Tuesday, January 1, 2013

Build a Better Relationship by Learning to Fight. Literally.

 What if there was an activity you could do as a couple that would bring you closer, make you more attractive to each other, make each of you more self-confident, feel safer, help you lose weight and gain muscle, make you more flexible, improve physical endurance, give you better conflict resolution skills, and ultimately leads to hotter, more emotionally-connected sex?


No, just kidding. 

Golf is lame. 

Unless it's used as an excuse to either drink in excess or race golf carts. Anyway, I digress.

For about a month, Shelly has been talking boxing, kickboxing, and jui jitsu classes at a local gym (San Diego Fight Club.) She's been showing me what she's learned during that time, which manifested itself in "fights" several times per week. I've joined her at the gym for the last two sessions. The result- we spend a significant amount of time fighting... literally.

And it's awesome!

Most people wouldn't consider learning fighting skills to be a relationship builder. After all, we often associate fighting with negativity. The benefits have been great, both individually and as a couple. 

Shelly started because she wanted a new challenge and wanted to learn to defend herself better. It was another activity to add besides her normal running/ weight training/ Bikram yoga combo.

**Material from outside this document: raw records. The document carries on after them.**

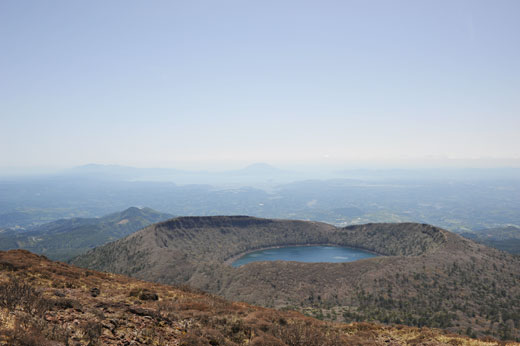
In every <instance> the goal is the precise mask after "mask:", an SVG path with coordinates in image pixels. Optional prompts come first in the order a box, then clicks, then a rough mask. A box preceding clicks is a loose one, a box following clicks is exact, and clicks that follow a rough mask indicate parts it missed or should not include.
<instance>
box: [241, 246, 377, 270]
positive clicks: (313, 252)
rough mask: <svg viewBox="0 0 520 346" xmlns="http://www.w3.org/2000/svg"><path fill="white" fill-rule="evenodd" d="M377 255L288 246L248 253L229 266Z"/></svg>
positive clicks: (347, 258)
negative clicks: (259, 263)
mask: <svg viewBox="0 0 520 346" xmlns="http://www.w3.org/2000/svg"><path fill="white" fill-rule="evenodd" d="M375 256H377V255H375V254H373V253H370V252H367V251H363V250H359V249H353V248H349V247H339V246H288V247H280V248H272V249H265V250H259V251H254V252H250V253H248V254H245V255H244V256H242V257H240V258H239V259H237V260H236V261H234V262H233V263H231V265H232V266H233V267H240V266H241V265H244V264H247V263H251V262H260V261H296V262H311V263H317V262H329V263H330V262H332V263H339V262H353V261H357V260H360V259H363V258H371V257H375Z"/></svg>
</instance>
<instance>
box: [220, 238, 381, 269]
mask: <svg viewBox="0 0 520 346" xmlns="http://www.w3.org/2000/svg"><path fill="white" fill-rule="evenodd" d="M312 246H331V247H341V248H349V249H353V250H361V251H365V252H368V253H371V254H374V255H377V256H385V255H382V254H380V253H377V252H375V251H371V250H367V249H363V248H358V247H354V246H346V245H338V244H331V243H319V244H314V243H313V244H311V243H307V244H291V245H275V246H267V247H261V248H257V249H251V250H247V251H244V252H241V253H239V254H237V255H234V256H231V257H230V258H228V259H226V260H225V261H224V264H225V265H228V266H230V267H232V268H238V267H233V265H232V264H233V262H235V261H236V260H238V259H239V258H242V257H244V256H246V255H248V254H250V253H253V252H257V251H264V250H270V249H280V248H284V247H312ZM309 263H311V262H309ZM331 263H346V262H331Z"/></svg>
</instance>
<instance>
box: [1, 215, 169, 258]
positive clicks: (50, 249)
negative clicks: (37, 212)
mask: <svg viewBox="0 0 520 346" xmlns="http://www.w3.org/2000/svg"><path fill="white" fill-rule="evenodd" d="M172 217H173V216H172V215H170V214H165V213H160V212H157V211H155V210H153V209H150V208H136V207H131V208H128V209H126V210H124V211H122V212H118V213H113V214H109V215H106V216H104V217H101V218H72V219H62V220H58V221H54V222H50V223H47V224H43V225H40V226H37V227H34V228H32V229H30V230H29V231H21V230H6V231H3V232H2V233H0V250H9V249H18V248H21V249H26V250H29V251H32V252H35V253H38V254H43V255H45V256H47V257H49V258H51V259H54V260H60V261H67V260H69V259H71V258H73V257H75V256H77V255H79V254H81V253H83V252H85V251H87V250H89V249H91V248H94V247H96V246H99V245H102V244H105V243H107V242H109V241H113V240H116V239H120V238H122V237H124V236H127V235H129V234H131V233H133V232H135V231H137V230H139V229H141V228H143V227H146V226H148V225H150V224H153V223H156V222H159V221H164V220H167V219H169V218H172Z"/></svg>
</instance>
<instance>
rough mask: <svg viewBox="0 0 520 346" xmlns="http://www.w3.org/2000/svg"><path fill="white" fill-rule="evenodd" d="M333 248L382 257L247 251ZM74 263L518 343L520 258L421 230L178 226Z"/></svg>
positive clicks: (519, 280)
mask: <svg viewBox="0 0 520 346" xmlns="http://www.w3.org/2000/svg"><path fill="white" fill-rule="evenodd" d="M306 244H334V245H341V246H353V247H358V248H363V249H366V250H371V251H374V252H377V253H379V254H381V255H384V256H381V257H375V258H371V259H365V260H361V261H356V262H351V263H296V262H281V261H279V262H257V263H250V264H247V265H244V266H242V267H239V268H232V267H231V266H229V265H227V264H226V260H228V259H229V258H232V257H233V256H236V255H239V254H241V253H243V252H245V251H248V250H253V249H259V248H265V247H270V246H283V245H306ZM73 263H75V264H77V265H80V266H84V267H89V268H93V269H98V270H105V271H110V272H115V273H122V274H127V275H131V276H134V277H137V278H141V279H146V280H151V281H156V282H162V283H172V284H189V285H190V286H193V287H197V288H199V289H202V290H204V291H207V292H211V293H215V294H219V295H222V296H224V297H226V298H227V299H232V300H238V301H245V302H248V303H253V304H260V305H264V306H268V307H276V308H289V309H297V310H300V311H302V312H304V313H306V314H309V315H311V316H315V317H318V318H324V319H330V320H336V321H347V322H349V321H379V322H384V323H404V324H407V325H412V326H418V327H422V326H430V327H436V328H444V329H447V330H449V331H452V332H457V333H467V334H469V335H481V336H483V335H493V336H495V337H498V338H502V339H514V338H520V259H519V258H518V257H514V256H511V255H509V254H506V253H503V252H500V251H497V250H494V249H490V248H487V247H485V246H483V245H479V244H476V243H474V242H472V241H470V240H467V239H464V238H461V237H459V236H458V235H455V234H452V233H450V232H448V231H445V230H441V229H439V228H436V227H433V226H430V225H424V224H415V223H404V224H367V225H360V226H350V227H346V228H341V229H339V228H335V227H333V226H331V225H327V224H323V223H317V222H304V221H290V220H266V219H258V218H251V217H243V216H236V217H189V218H178V219H173V220H170V221H167V222H163V223H159V224H156V225H153V226H150V227H147V228H145V229H143V230H141V231H139V232H136V233H134V234H133V235H131V236H129V237H127V238H125V239H122V240H119V241H117V242H114V243H110V244H107V245H106V246H103V247H100V248H97V249H94V250H93V251H91V252H89V253H87V254H86V255H84V256H81V257H79V258H77V259H76V260H75V261H74V262H73Z"/></svg>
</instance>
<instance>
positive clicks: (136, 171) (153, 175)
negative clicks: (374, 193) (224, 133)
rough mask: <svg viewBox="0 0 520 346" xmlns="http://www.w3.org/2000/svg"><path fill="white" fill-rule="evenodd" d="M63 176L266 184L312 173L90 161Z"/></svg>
mask: <svg viewBox="0 0 520 346" xmlns="http://www.w3.org/2000/svg"><path fill="white" fill-rule="evenodd" d="M61 175H63V176H72V177H84V178H85V177H88V178H93V179H108V180H126V181H163V182H164V181H170V182H174V183H176V184H210V185H234V186H243V185H259V184H260V185H262V184H265V183H270V184H273V183H284V182H289V181H293V180H297V179H302V178H305V177H308V175H304V174H302V173H298V172H294V171H287V170H282V169H279V168H276V167H274V166H271V165H269V164H266V163H255V164H252V165H249V166H247V167H245V168H242V169H236V170H223V171H205V170H202V171H190V170H180V169H174V168H136V167H127V166H118V165H99V164H88V165H84V166H79V167H75V168H72V169H69V170H66V171H63V172H62V173H61Z"/></svg>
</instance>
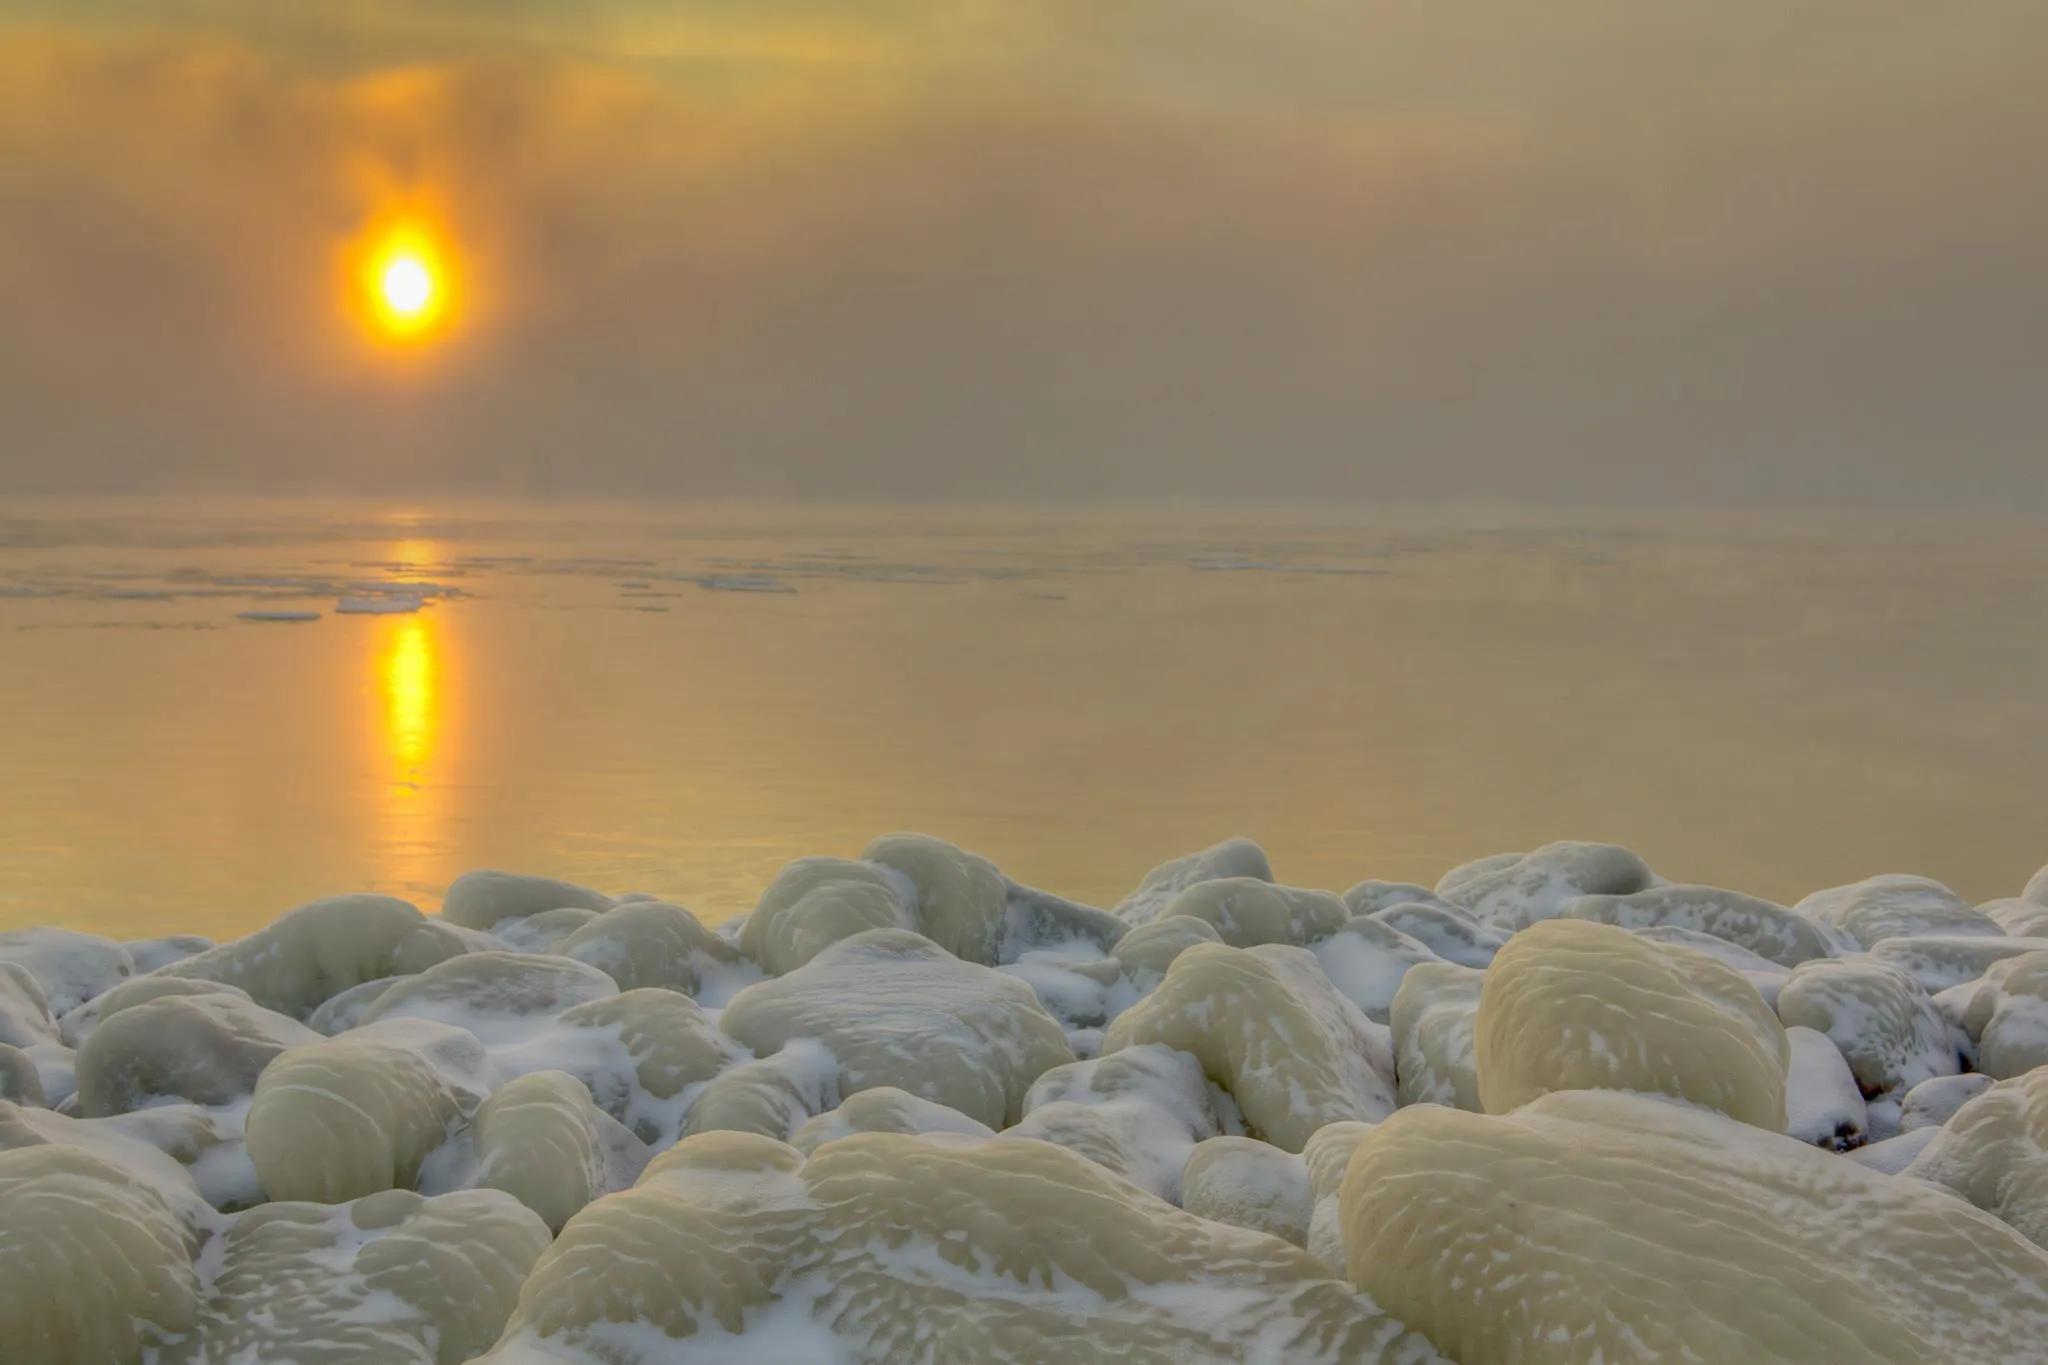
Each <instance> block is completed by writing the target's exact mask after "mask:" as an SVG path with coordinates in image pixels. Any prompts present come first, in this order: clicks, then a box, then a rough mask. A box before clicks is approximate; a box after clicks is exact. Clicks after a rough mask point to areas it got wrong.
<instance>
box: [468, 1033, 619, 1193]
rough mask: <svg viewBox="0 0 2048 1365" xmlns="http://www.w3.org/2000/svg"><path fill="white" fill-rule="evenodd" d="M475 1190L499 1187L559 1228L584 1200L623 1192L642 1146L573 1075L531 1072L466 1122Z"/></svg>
mask: <svg viewBox="0 0 2048 1365" xmlns="http://www.w3.org/2000/svg"><path fill="white" fill-rule="evenodd" d="M469 1140H471V1142H473V1144H475V1158H477V1175H475V1185H477V1189H502V1191H506V1193H508V1195H512V1197H514V1199H518V1201H520V1203H524V1205H526V1207H528V1209H532V1212H535V1214H539V1216H541V1220H543V1222H545V1224H547V1228H549V1232H561V1226H563V1224H565V1222H569V1220H571V1218H573V1216H575V1214H578V1212H580V1209H582V1207H584V1205H586V1203H590V1201H592V1199H596V1197H600V1195H606V1193H610V1191H614V1189H625V1187H629V1185H631V1183H633V1179H635V1177H639V1173H641V1166H645V1164H647V1148H645V1146H643V1144H641V1142H637V1140H635V1138H633V1136H631V1134H629V1132H627V1130H625V1128H621V1126H618V1119H614V1117H610V1115H606V1113H602V1111H600V1109H598V1107H596V1105H592V1103H590V1091H586V1089H584V1083H582V1081H578V1078H575V1076H571V1074H567V1072H559V1070H537V1072H530V1074H526V1076H520V1078H518V1081H512V1083H510V1085H506V1087H502V1089H500V1091H498V1093H496V1095H492V1097H489V1099H487V1101H483V1107H481V1109H477V1117H475V1119H473V1121H471V1126H469Z"/></svg>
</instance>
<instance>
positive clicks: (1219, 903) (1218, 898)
mask: <svg viewBox="0 0 2048 1365" xmlns="http://www.w3.org/2000/svg"><path fill="white" fill-rule="evenodd" d="M1182 915H1186V917H1188V919H1200V921H1206V923H1208V925H1212V927H1214V929H1217V937H1219V939H1223V941H1225V943H1229V945H1231V948H1257V945H1260V943H1294V945H1296V948H1307V945H1309V943H1315V941H1317V939H1325V937H1329V935H1331V933H1335V931H1337V929H1341V927H1343V925H1346V921H1348V919H1350V917H1352V913H1350V909H1348V907H1346V905H1343V900H1337V898H1335V896H1333V894H1329V892H1327V890H1305V888H1300V886H1274V884H1272V882H1268V880H1264V878H1253V876H1221V878H1208V880H1202V882H1196V884H1194V886H1190V888H1186V890H1184V892H1180V894H1178V896H1174V898H1171V900H1169V902H1167V907H1165V913H1163V919H1178V917H1182Z"/></svg>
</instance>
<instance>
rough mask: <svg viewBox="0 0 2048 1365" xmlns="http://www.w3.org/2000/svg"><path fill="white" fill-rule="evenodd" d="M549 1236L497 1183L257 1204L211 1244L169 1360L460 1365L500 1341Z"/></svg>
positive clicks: (546, 1232)
mask: <svg viewBox="0 0 2048 1365" xmlns="http://www.w3.org/2000/svg"><path fill="white" fill-rule="evenodd" d="M547 1240H549V1238H547V1228H545V1226H543V1224H541V1220H539V1218H537V1216H535V1214H530V1212H528V1209H524V1207H520V1205H518V1201H514V1199H512V1197H510V1195H504V1193H498V1191H489V1189H473V1191H463V1193H451V1195H436V1197H432V1199H424V1197H420V1195H416V1193H412V1191H401V1189H389V1191H383V1193H379V1195H369V1197H362V1199H356V1201H352V1203H342V1205H336V1207H328V1205H317V1203H270V1205H264V1207H260V1209H250V1212H248V1214H242V1216H240V1218H236V1222H233V1224H229V1228H227V1232H225V1234H221V1240H219V1246H217V1248H209V1261H215V1263H217V1265H215V1271H213V1277H211V1281H209V1287H207V1295H205V1302H203V1308H201V1312H199V1320H197V1326H195V1330H193V1332H190V1334H188V1336H184V1338H182V1340H178V1342H174V1345H172V1347H168V1349H164V1351H162V1353H160V1357H158V1365H242V1363H254V1361H264V1363H266V1365H268V1363H272V1361H274V1363H276V1365H344V1363H346V1365H373V1363H375V1365H459V1363H461V1361H467V1359H471V1357H475V1355H479V1353H481V1351H485V1349H487V1347H489V1345H492V1342H494V1340H496V1338H498V1332H500V1330H502V1328H504V1322H506V1318H508V1316H510V1314H512V1306H514V1304H516V1302H518V1287H520V1283H522V1281H524V1279H526V1271H528V1269H532V1263H535V1261H537V1259H539V1257H541V1252H543V1250H547Z"/></svg>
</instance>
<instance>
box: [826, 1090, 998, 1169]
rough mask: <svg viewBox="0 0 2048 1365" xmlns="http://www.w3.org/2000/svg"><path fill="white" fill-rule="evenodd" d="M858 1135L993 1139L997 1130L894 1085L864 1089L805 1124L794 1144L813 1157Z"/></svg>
mask: <svg viewBox="0 0 2048 1365" xmlns="http://www.w3.org/2000/svg"><path fill="white" fill-rule="evenodd" d="M854 1134H952V1136H956V1138H993V1136H995V1130H993V1128H989V1126H987V1124H981V1121H977V1119H971V1117H967V1115H965V1113H961V1111H958V1109H948V1107H946V1105H934V1103H932V1101H930V1099H918V1097H915V1095H911V1093H909V1091H899V1089H895V1087H891V1085H883V1087H877V1089H872V1091H860V1093H858V1095H854V1097H850V1099H848V1101H846V1103H844V1105H840V1107H838V1109H829V1111H825V1113H819V1115H817V1117H815V1119H809V1121H807V1124H803V1126H801V1128H799V1130H797V1134H795V1136H793V1138H791V1146H795V1148H797V1150H799V1152H803V1154H805V1156H809V1154H811V1152H815V1150H817V1148H821V1146H825V1144H827V1142H838V1140H840V1138H850V1136H854Z"/></svg>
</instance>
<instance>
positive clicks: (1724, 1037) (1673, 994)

I started because it was obvious she was loving it. Honestly, I also needed to learn to counter some of the stuff she was learning. Her right cross was getting really fucking strong. 

I suspected I would personally like it. I wrestled in high school. Even though I sucked, I really enjoyed the experience. This adds a whole new dimension to those experiences, and has been an awesome experience.

I did not expect Fight Club to create such a positive relationship benefit. We've always done physical activity together, like running and weight training. We've done the occasional spin class together, and I even joined her for a yoga class. None have been like this

Here are a few we've experienced:
  • Improved communication. Working on various punches, kicks, and jui jitsu positions and moves requires us to give each other instruction, positive feedback, and occasional criticism. If we fail to communicate, improvement is hampered. Once that pattern is established, it's easy to generalize to other aspects of our relationship from parenting to discussing our emotional temperature.
  • Builds trust. Fighting requires each of us to trust the other won't go too far and do something to hurt the other. If Shelly's practicing a lapel choke, I have to trust she's going to let go when I tap out. Same deal with practicing punches. I have to trust she's going to punch the pad and not my defenseless face. Like communication, that trust gets generalized to other areas of the relationship.
  • Norepinepherine and dopamine. These two neurotransmitters are released when we engage in physical activity. Norepinepherine is adrenaline, which makes our heart beat fast, palms sweat, increases attention and focus, and all sorts of other physiological things that prepare us for battle. Dopamine is the chemical that rewards us; it makes us feel really good. It's also the neurotransmitter that makes activities addictive. Both are released when we fight. They're also released when we fall in love. Interestingly, your brain usually misinterprets that causal relationship, which makes you feel some of that early relationship spark with your partner.
  • Increased confidence = sexy. Both men and women will list "confidence" as one of the most attractive traits in the opposite sex. Nobody likes a needy little bitch. Fighting teaches, among other things, how to take care of yourself. While it's possible to take this too far into the realm of douchiness, fighting can definitely cure unattractive self-loathing insecurity.
  • Better body. Intense, full-body exercise builds incredible muscle balance in a way few other physical activities can match. Fighting burns lots 'o calories. The result? Hotter bodies.
  • More testosterone. Physical activity produces testosterone. Fighting leads to even more. Testosterone boosts sex drive. 'Nuff said.
  • Less arguing; better arguing. There seems to be a bit of a catharsis effect with physical fighting. Shelly and I don't argue too often, but we do so even less since we've been doing this. There could be a lot of potential causes for this, but the net effect is undeniable- our relationship has less strife.
  • Endorphines. These neurotransmitters are released in response to painful stimuli, which is inevitable when fighting. Endorphines also make us feel good and have a calming effect after the physical activity, which helps amplify the effects of...
  • Oxytocin. This neurotransmitter makes us feel closer to others, especially our significant other. When we pass the "honeymoon" phase of a relationship, oxytocin is released any time we touch each other (kissing, massaging, etc.) As odd as it may seem, the fighting (at the gym or at home) we do causes us to feel a closer bond with each other due to the physical contact.
  • It gives us something to do. Let's face it- finding new activities to do as a couple can be tough. You can only go out to dinner and the movies so many times.
Fighting may seem like an unusual couples activity, but we've found it to be an awesome relationship-builder. These ten reasons cover many of the benefits. If you're in a relationship and want to get closer to your partner, give this a shot!